I guess, maybe, it’s because we write so openly and so people feel like they know us and identify with us. I guess maybe there’s a part of them that unconsciously thinks that because they have read all about us and our woes that must open up a space for them to unload on us. I sort of get it. The thing is, people have a choice whether to click onto this page, to follow, and to read. No one is asking you to do that. When I open my emails I have no idea what’s going to be there.

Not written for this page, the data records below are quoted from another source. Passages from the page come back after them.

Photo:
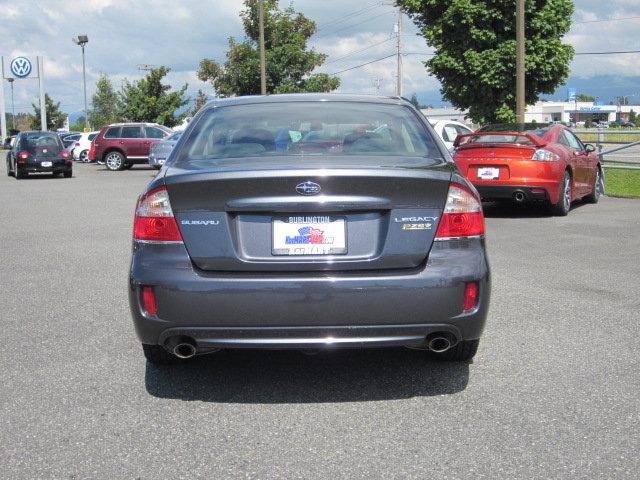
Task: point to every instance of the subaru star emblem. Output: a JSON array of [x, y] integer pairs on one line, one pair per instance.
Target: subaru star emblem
[[20, 67], [308, 188]]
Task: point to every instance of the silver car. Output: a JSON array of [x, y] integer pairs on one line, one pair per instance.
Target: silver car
[[160, 150]]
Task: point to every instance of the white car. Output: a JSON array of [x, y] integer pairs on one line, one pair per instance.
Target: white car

The other important thing to note here is this: I am not a therapist and whilst I absolutely understand how agonising it can be in therapy I am not here just to absorb your emotional angst outside your sessions. I can’t do that. I have enough of my own!!! I absolutely can be here as a listening ear but if you want to engage with me then hey, remember I am not just your blank screen! My inbox is not your journal space. And the person that writes this blog has a shit tonne going on!!

I do want to make it clear that I have made some amazing friends via my blog that I speak with daily, and so this is by no means directed at everyone. It is possible to forge meaningful and reciprocal relationships here and I am open to that! BUT basically, the place I have arrived at this week is this (with the help of my T and those blogger friends):

I am not some receptacle for another person’s emotional shit. I need to protect myself from burn out.

Great Mantra right?!

I’m not suddenly going to become some unempathic, hard-hearted, arse hole – far from it! But what I am going to consciously start doing in my life is realising that I can make boundaries around what I am prepared to accept from others, look at what I’m giving out, and let some relationships go that aren’t giving me anything back. I need to look after myself so that I can continue to give to those that actually deserve my care. I want to spread myself more thickly on those I love! And actually, I want some energy left over to love myself….

LOVE MYSELF!!

Did I just say that?!! Eeek!

*Do you know what is really rubbish? Is that I have just written a post about maintaining my personal boundaries and emotionally protecting myself and there is a part of me that feels like there will be some backlash to the post. Like ‘Don’t write a blog if you don’t want people to contact you’…FFS!!!!